El objetivo de Haigh pasa, básicamente, por congelar la sangre del espectador. Y para ello lo sumerge bajo hielo haciéndole más activamente partícipe de lo que quisiera. ¿Cómo? Por vía de un planteamiento formal que… Pesa, literalmente. La imagen es siempre fría, invadida por un halo de neblina y/u oscuridad constante. El viento parece que vaya a tirar la cámara al suelo de un momento a otro, y que esta vaya a quedarse congelada en el suelo. Así como sus protagonistas, de los que rara vez se separa. Cuando lo hace, con falsas promesas de aliviarnos, alejarnos de la violencia que se palpa en el ambiente (por más que sólo se haga evidente, con todas las consecuencias, de manera puntual), es para mostrarnos planos generales de grandes navíos surcando a duras penas los mares, o escenarios inundados de nieve y hielo. Es casi una experiencia immersiva total, trasladada a la pequeña pantalla, que empapa al espectador de la situación extrema en todos los sentidos, por la que pasan sus protagonistas.

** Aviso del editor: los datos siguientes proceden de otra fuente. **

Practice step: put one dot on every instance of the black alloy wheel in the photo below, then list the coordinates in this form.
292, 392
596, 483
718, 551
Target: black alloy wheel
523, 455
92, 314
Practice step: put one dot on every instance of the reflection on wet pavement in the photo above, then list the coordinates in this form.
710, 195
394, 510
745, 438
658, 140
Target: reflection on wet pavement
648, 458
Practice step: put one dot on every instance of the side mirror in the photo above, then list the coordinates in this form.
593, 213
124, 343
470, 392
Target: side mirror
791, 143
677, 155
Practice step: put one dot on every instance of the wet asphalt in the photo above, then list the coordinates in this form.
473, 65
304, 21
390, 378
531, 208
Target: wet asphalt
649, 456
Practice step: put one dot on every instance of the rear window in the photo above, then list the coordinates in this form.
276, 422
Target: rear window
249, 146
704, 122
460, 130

Luego está el dibujo de unos personajes a los que se va dando forma episodio tras episodio, quedando en un estimulante plano ambiguo. Son personajes viciados, corrompidos, pero con un puntual halo de luz. O todo lo contrario. A destacar las interpretaciones de sus dos protagonistas principales, Jack O’Connell y Colin Farrell, por cierto. Perfectamente alineados con lo que les exigen sus roles, que no es sino echar más leña al fuego… O lo que es lo mismo, apesadumbrarnos y helarnos la sangre (sic) con esa crudeza, esa falta de escrúpulos o esa obstinación por no redimirse.
Con tanto tan bueno, es una pena que La sangre helada falle donde menos cabía esperar: en un entramado que, cual navío zozobrante en medio de un mar hostil, en ocasiones pierde la rectitud y da bandazos, oleajes rítmicos que pasan factura deteniendo la acción en demasía, sin ser necesario en ocasiones. Una mayor contundencia argumental habría hecho de esta, sencillamente, la mejor serie del año. No es así, pero se queda por las posiciones más elevadas de un hipotético top2021, suponiendo sin duda una cita obligatoria para todo aquél que sepa que hay vida más allá de Netflix. Muy, muy recomendable (y van…) nueva propuesta de Andrew Haigh.
Trailer de La sangre helada
La sangre helada: en el corazón de las tinieblas
Por qué ver La sangre helada
Andrew Haigh escribe y dirige los cinco episodios de esta adaptación de Ian McGuire sobre una tripulación de arponeros que surca los mares en busca de presas, poniendo en evidencia los instintos más primitivos del ser humano, a la que se tuercen las cosas. Una serie quizá imperfecta, pero dura y gélida como el marco en que se desarrolla, a la par que apabullante.